Sprecher des länderübergreifenden Clusters Energietechnik Berlin-Brandenburg ist Prof. Dr. Reinhard F. Hüttl. Er ist unter anderem Wissenschaftlicher Vorstand und Sprecher des Vorstandes des Helmholtz-Zentrums Potsdam Deutsches GeoForschungsZentrum GFZ.

Die Energiebranche in der Hauptstadtregion

Die Energietechnikbranche ist von großer wirtschaftlicher Bedeutung für Berlin und Brandenburg. Insgesamt sind rund 47.000 Beschäftigte in diesem Bereich tätig. Brandenburg ist bundesweit führend bei den Erneuerbaren Energien und hat 2010 erneut den „Leitstern“ als bestes Bundesland bei Erneuerbaren Energien gewonnen. Heute stammt nahezu jedes zweite Solarmodul aus der deutschen Hauptstadtregion. Moderne Energietechnologien befinden sich in Berlin-Brandenburg in einem hochwertigen wissenschaftlichen Umfeld. Insgesamt 35 wissenschaftliche Einrichtungen der Region befassen sich mit energiebezogener Forschung und Lehre. Dazu zählen insbesondere die TU Berlin mit fünf energietechnischen Forschungsschwerpunkten und die BTU Cottbus mit Schwerpunkten bei Energieressourcen, Kraftwerkstechnik und elektrischen Netzen. Unter den außeruniversitären Forschungseinrichtungen sind das Helmholtz-Zentrum für Materialien und Energie sowie das Deutsche GeoForschungs-Zentrum in Potsdam besonders prominent. Die zahlreichen Absolventen energietechnischer Studiengänge stellen einen wichtigen Standortvorteil für die hiesigen Unternehmen dar.
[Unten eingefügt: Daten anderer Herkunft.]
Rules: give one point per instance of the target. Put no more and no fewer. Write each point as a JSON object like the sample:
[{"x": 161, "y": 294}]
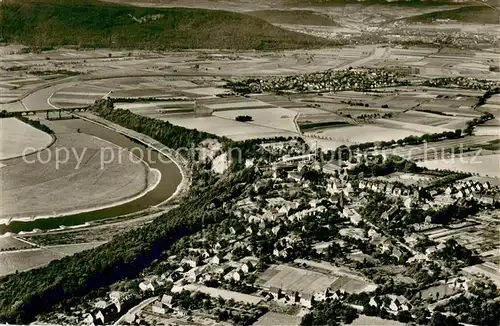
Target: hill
[
  {"x": 469, "y": 14},
  {"x": 406, "y": 3},
  {"x": 301, "y": 17},
  {"x": 96, "y": 24}
]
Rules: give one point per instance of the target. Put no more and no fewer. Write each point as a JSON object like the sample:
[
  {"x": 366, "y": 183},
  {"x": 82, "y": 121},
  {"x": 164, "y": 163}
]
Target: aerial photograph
[{"x": 250, "y": 162}]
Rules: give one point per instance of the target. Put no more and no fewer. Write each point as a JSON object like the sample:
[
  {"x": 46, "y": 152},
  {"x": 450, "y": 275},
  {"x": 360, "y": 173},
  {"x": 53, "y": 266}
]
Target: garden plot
[
  {"x": 18, "y": 138},
  {"x": 275, "y": 118},
  {"x": 43, "y": 188}
]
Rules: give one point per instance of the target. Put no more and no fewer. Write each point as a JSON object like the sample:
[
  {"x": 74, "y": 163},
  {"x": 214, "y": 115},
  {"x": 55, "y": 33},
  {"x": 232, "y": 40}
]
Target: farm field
[
  {"x": 18, "y": 138},
  {"x": 291, "y": 279},
  {"x": 21, "y": 260},
  {"x": 362, "y": 134},
  {"x": 485, "y": 165},
  {"x": 13, "y": 261},
  {"x": 81, "y": 181},
  {"x": 71, "y": 249},
  {"x": 8, "y": 242}
]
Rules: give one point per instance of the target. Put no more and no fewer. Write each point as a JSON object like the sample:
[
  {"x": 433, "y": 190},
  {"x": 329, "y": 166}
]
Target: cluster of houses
[
  {"x": 481, "y": 191},
  {"x": 329, "y": 80},
  {"x": 304, "y": 299},
  {"x": 108, "y": 310}
]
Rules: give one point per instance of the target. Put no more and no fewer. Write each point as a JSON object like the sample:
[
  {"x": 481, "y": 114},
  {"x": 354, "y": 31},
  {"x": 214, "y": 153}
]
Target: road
[{"x": 135, "y": 310}]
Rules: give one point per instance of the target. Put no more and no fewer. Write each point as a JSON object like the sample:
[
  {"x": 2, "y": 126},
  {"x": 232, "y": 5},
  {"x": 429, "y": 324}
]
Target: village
[{"x": 399, "y": 245}]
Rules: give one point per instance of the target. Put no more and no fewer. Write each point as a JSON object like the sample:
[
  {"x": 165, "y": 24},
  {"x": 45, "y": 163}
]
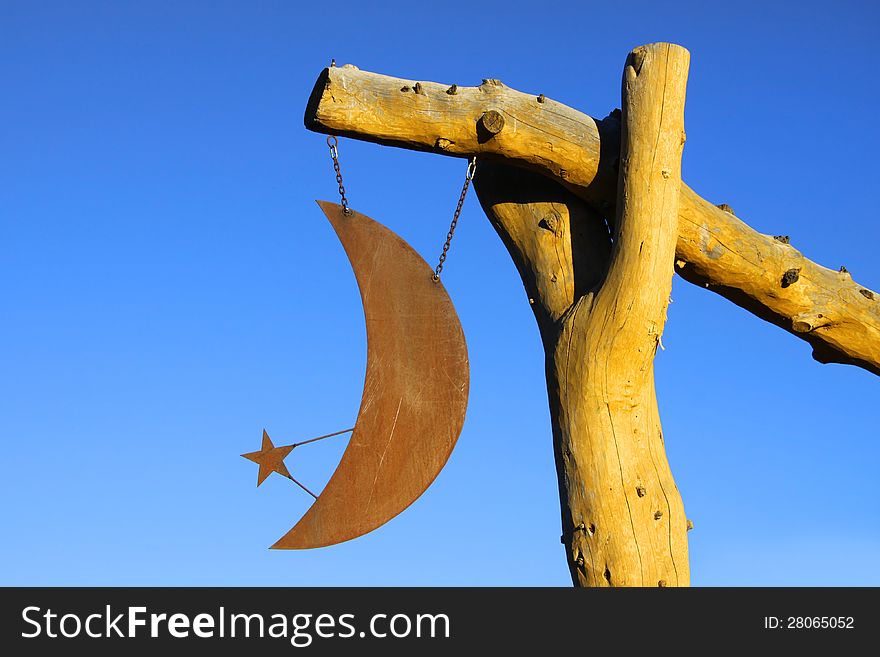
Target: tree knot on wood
[
  {"x": 550, "y": 222},
  {"x": 791, "y": 276},
  {"x": 637, "y": 58},
  {"x": 490, "y": 124},
  {"x": 491, "y": 84}
]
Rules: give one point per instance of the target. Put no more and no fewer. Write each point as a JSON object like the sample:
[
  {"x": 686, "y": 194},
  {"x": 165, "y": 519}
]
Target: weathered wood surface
[
  {"x": 601, "y": 311},
  {"x": 715, "y": 249}
]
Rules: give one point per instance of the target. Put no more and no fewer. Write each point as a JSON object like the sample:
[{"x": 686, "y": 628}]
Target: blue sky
[{"x": 169, "y": 288}]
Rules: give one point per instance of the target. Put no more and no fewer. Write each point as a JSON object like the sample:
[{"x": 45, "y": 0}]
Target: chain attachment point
[
  {"x": 469, "y": 176},
  {"x": 333, "y": 143}
]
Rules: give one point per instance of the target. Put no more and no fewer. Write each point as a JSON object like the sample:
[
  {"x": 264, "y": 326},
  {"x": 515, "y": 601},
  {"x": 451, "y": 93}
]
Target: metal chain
[
  {"x": 333, "y": 143},
  {"x": 472, "y": 169}
]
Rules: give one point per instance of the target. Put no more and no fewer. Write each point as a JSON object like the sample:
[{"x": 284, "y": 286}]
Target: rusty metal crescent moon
[{"x": 415, "y": 388}]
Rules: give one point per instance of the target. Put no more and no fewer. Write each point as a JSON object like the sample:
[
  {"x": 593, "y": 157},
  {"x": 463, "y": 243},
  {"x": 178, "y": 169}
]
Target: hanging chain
[
  {"x": 472, "y": 169},
  {"x": 333, "y": 143}
]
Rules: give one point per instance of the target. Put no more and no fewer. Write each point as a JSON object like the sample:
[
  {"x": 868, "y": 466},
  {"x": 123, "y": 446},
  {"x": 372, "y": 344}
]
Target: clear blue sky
[{"x": 168, "y": 288}]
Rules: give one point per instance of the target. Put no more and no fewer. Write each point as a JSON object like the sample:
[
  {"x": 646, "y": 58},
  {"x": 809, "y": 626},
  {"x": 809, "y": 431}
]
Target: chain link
[
  {"x": 333, "y": 143},
  {"x": 472, "y": 169}
]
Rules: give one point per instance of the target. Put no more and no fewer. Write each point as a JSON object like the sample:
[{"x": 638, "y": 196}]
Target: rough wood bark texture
[
  {"x": 715, "y": 249},
  {"x": 626, "y": 520}
]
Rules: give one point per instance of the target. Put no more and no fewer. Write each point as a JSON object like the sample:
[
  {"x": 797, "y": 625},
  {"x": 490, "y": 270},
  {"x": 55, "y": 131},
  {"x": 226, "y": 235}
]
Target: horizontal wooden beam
[{"x": 715, "y": 249}]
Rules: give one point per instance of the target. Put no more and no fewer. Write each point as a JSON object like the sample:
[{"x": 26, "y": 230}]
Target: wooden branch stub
[{"x": 492, "y": 122}]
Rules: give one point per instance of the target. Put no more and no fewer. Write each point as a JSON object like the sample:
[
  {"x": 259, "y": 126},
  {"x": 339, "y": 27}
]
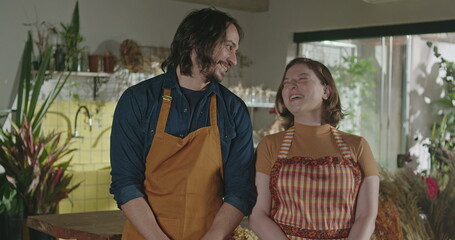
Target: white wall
[
  {"x": 153, "y": 22},
  {"x": 103, "y": 23}
]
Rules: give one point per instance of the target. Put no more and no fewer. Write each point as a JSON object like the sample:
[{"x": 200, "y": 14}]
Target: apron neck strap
[
  {"x": 166, "y": 106},
  {"x": 213, "y": 117},
  {"x": 289, "y": 137}
]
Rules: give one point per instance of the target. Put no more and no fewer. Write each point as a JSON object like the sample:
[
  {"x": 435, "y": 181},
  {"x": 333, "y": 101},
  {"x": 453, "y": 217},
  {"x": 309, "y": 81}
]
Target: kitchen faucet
[{"x": 76, "y": 132}]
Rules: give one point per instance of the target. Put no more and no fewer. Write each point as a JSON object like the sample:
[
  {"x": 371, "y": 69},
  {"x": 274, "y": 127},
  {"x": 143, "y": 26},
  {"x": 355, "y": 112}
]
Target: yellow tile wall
[{"x": 90, "y": 163}]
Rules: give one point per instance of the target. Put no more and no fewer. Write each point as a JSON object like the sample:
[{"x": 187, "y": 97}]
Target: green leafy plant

Cluster Energietechnik ist Bestandteil der Gemeinsamen Innovationsstrategie

Das Cluster Energietechnik Berlin-Brandenburg ist Teil der Gemeinsamen Innovationsstrategie der Länder Berlin und Brandenburg (innoBB). Diese Strategie setzt Technologie- und Wachstumsimpulse für beide Bundesländer, die zur Stärkung der regionalen Forschungs- und Entwicklungskompetenzen in der Energiebranche durch das Cluster Energietechnik vermittelt und umgesetzt werden. Mit der Bildung des Clusters sind effiziente Strukturen geschaffen worden, die einen innovationsorientierten Ansatz für die Entwicklung von Best-in-Class-Lösungen im nationalen und europäischen Rahmen unterstützen. Gleichzeitig ermöglicht die Bündelung der regionalen Kompetenzen und Kapazitäten eine zeit- und ressourceneffiziente Zusammenarbeit zwischen den Akteuren in beiden Bundesländern.